For this folktale we’re meeting a nixie in the municipality of Lichtervelde in the province of West-Flanders, although it’s not a creature you would have liked to encountered in the flesh. The story goes that many moons ago there was a ditch that was feared and avoided by the locals who often woke up in the middle of the night listening to the horrid cries of unfortunate travellers who weren’t aware of the danger that lurked in the water. More often than not, a nixie in the shape of a horse would appear and throw people into the ditch accompanied with an icy ear-splitting scream. That wasn’t the only thing the water sprite did to strike terror into people’s hearts. The nixie was also said to visit a nearby barn at midnight where the being started to thresh grain while producing a sound that could only have come from hell. What really surprised the farmers was that the barn always looked as tidy, or untidy, as it had been the day before. It was as if the nixie had never even been there at all, but they all knew there was only one creature who could screech like that.

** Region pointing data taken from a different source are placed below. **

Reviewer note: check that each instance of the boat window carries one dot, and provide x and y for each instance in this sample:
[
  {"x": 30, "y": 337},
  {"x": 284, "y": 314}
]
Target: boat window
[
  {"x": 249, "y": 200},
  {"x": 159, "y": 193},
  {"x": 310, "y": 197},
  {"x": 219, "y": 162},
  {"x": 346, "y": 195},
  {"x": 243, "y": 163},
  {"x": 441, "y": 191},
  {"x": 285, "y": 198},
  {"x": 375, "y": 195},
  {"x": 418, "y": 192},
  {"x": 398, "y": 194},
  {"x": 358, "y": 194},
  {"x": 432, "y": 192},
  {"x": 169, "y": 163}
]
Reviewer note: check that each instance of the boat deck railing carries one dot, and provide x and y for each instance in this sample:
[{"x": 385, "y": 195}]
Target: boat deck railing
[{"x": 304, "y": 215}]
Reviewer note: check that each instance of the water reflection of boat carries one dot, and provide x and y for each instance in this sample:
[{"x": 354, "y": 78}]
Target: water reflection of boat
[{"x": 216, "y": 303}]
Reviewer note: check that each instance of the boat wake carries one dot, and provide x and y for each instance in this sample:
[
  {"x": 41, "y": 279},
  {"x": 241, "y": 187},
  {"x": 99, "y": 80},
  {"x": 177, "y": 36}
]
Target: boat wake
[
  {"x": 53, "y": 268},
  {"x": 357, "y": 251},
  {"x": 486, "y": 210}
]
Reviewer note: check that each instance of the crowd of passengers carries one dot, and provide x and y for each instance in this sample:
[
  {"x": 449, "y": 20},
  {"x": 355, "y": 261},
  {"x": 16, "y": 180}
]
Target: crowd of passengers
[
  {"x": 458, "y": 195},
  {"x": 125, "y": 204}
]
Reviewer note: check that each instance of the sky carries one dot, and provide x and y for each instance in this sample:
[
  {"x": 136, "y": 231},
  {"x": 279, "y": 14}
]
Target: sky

Art by one of my favourite people in this world and the land of the fae, the very talented digital artist Hecaterine who you can follow on Twitter here and whose beautiful website is worth more than one visit.

One day, not a blissful one, the nixie didn’t get back to the ditch before dawn and was still galloping over the fields when the farmers dared to leave their houses again. During the hours light touches the earth the nixie was powerless and nothing more but a horse. A servant who worked on the farm thought that the nixie might as well do something useful. He pulled at the horses’ manes, forced it go with him, and harnessed the poor animal. For the entire day the helpless nixie had to work, work, work. Not only that, the servant treated the creature brutally and would beat the horse whenever it became rebellious.

When nightfall came the nixie regained its powers and flew furiously into the air surrounded by flames. The farmers and the servant thought this fiery spectacle would be the end of the story but they were very wrong.

At midnight something banged forcefully at the windows of the farm. Bang. Bang. They knew it wasn’t a friendly bang. Seized with fear the inhabitants hid themselves, but they all heard the nixie shouting: farmer, farmer, farmer, I have thrown your harrow into the water.

When they dared to venture outside again they found the harrow the horse had been forced to pull floating in the water. That was the last time the nixie shapeshifted into a horse. From now on the creature was only seen again as a black goat with a burning candle between its horns. The nixie continued to haunt the farm and throw unwary travellers into the ditch until the farm was demolished. Some say the water spirit perished with the building while others claim our nixie resumed their favourite pastimes elsewhere.

Another interesting tale from one of Lichtervelde’s neighbouring villages tells of a doctor who wanted to find out if the area was really haunted by a nixie or if it was just one of those stories people told when they had had a beer too many in the local café. One night the doctor shouted at the ditch: nixie, come out! Almost immediately the water started to make an eerie, whispering sound and the doctor was sure that something had jumped out of the ditch. What it was we’ll never know since he was less brave than he fancied himself to be and ran for the hills.

Other tales from the same area mention that non-shapeshifting horses shuddered with fear and refused to go past some of these ditches. There are also reports of misty white horse-like figures who could be seen flying through the sky.